Retrieval-augmented generation (RAG) pipelines are a multi-step architecture that processes, stores, and retrieves a specific data set that is then used with large language models (LLMs) to make them more accurate and to include custom data in responses. Many companies find it a useful tool for keeping the data in their generative AI applications up to date and proprietary while also improving the quality of responses. Some of the more common applications that leverage RAG pipelines are chatbots, customer Q&A tools, or applications that rely on customer-specific information for success.
LLMs are revolutionary because they use massive amounts of data to create their models and can respond to many different queries. However, LLM applications can only work with the training data used to create the model. If you need to add new or custom data, you must retrain the model. This is called fine-tuning. RAG applications let you keep your already trained LLM and add new data that, as the name says, augments the retrieval of responses.

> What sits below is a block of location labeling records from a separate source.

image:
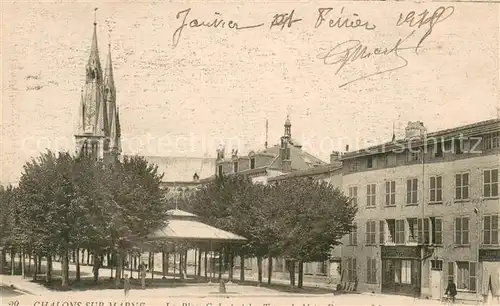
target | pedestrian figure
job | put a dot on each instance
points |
(143, 275)
(451, 290)
(126, 285)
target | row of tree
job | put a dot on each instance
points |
(298, 219)
(65, 203)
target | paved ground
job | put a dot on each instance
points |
(8, 292)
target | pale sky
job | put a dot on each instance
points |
(221, 84)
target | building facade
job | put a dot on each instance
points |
(285, 157)
(98, 132)
(428, 213)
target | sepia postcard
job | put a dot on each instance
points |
(261, 153)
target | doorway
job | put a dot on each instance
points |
(436, 282)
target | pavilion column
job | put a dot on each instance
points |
(212, 270)
(163, 266)
(199, 262)
(206, 263)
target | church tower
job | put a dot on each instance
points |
(98, 128)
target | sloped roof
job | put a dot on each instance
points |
(182, 169)
(180, 229)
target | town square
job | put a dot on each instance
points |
(250, 157)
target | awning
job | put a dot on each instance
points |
(183, 226)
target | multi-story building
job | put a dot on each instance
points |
(285, 157)
(428, 213)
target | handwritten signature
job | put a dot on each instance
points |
(351, 51)
(218, 22)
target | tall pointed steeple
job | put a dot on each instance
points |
(110, 96)
(93, 127)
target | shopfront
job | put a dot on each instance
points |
(401, 270)
(490, 278)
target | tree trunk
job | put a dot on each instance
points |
(259, 269)
(65, 269)
(3, 260)
(77, 261)
(29, 261)
(39, 266)
(199, 262)
(12, 262)
(242, 267)
(206, 265)
(48, 277)
(35, 267)
(269, 270)
(95, 270)
(301, 274)
(291, 270)
(231, 266)
(20, 264)
(220, 265)
(118, 275)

Why Are RAG Pipelines a Popular Technology?
Although LLMs are quickly proving themselves to be a disruptive technology across industries, they are not perfect. LLM applications work by looking at a large collection of text and predicting the next most likely word in a text string or line of software code. Sometimes, the algorithm predicts wrong. Those wrong guesses, euphemistically referred to as hallucinations, occur between 2.5% and 8.5% of the time on popular LLMs.

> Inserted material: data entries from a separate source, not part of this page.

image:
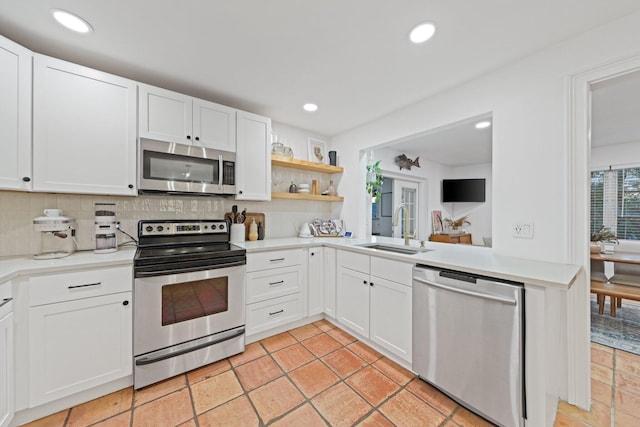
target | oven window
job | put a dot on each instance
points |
(190, 300)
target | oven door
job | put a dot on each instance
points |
(177, 308)
(181, 168)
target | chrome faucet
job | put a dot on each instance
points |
(407, 236)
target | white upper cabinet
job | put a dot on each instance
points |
(174, 117)
(84, 129)
(253, 157)
(15, 116)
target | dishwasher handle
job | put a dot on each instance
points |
(467, 292)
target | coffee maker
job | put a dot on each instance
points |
(106, 228)
(57, 234)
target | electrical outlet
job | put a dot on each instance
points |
(523, 230)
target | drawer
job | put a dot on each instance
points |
(267, 284)
(265, 315)
(395, 271)
(354, 261)
(274, 259)
(51, 288)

Another problem with LLMs is that training them is time-consuming. When new information comes along, it doesn’t make sense to retrain or even fine-tune until you have a large amount of new data. Also, if you want to include proprietary data, say, customer information or your own internal tech support data into your model, everyone with access to the model now has a view into your data. The same is true for domain-specific data.
On the other hand, if you train an AI system on a small set of new, domain-specific, or proprietary data, you will miss out on the massive benefits of an LLM, including natural language processing (NLP), impressive grammar, and broader context. RAG systems allow you to include new data sources for accuracy and contextualization while keeping the advantage of an LLM. In a way, a RAG pipeline automates prompt engineering.
Another appealing aspect of RAG pipelines is how the data is ingested into the system. Summarizing or translating your input from the source data is unnecessary. RAG pipelines read docs, SQL databases, and websites and convert the data into a useful format. With a few lines of Python, an application can read and process data in a multitude of source formats.
In summary, RAG pipelines are popular for the following reasons:
- Information sources can be easily ingested into the data model
- You can add new information without retraining the whole LLM
- Confidential or proprietary information can be easily included in a model
- It improves the accuracy of LLMs by reducing the likelihood of hallucinations
How Does a RAG Pipeline Work?
The basic structure of a RAG pipeline consists of steps to pull data and store it and then steps to turn a user query into optimized and contextualized input to the LLM. Every RAG system has different steps and tools, but they all mostly fall into the following five stages:
1. Loading
This is the information retrieval step where a variety of software tools are used to pull data from source documents, databases, websites, or other programs through APIs. There are hundreds of existing open source tools for loading. Common ones include routines to load PDFs, scrape web pages, or use SQL to query data from relational databases.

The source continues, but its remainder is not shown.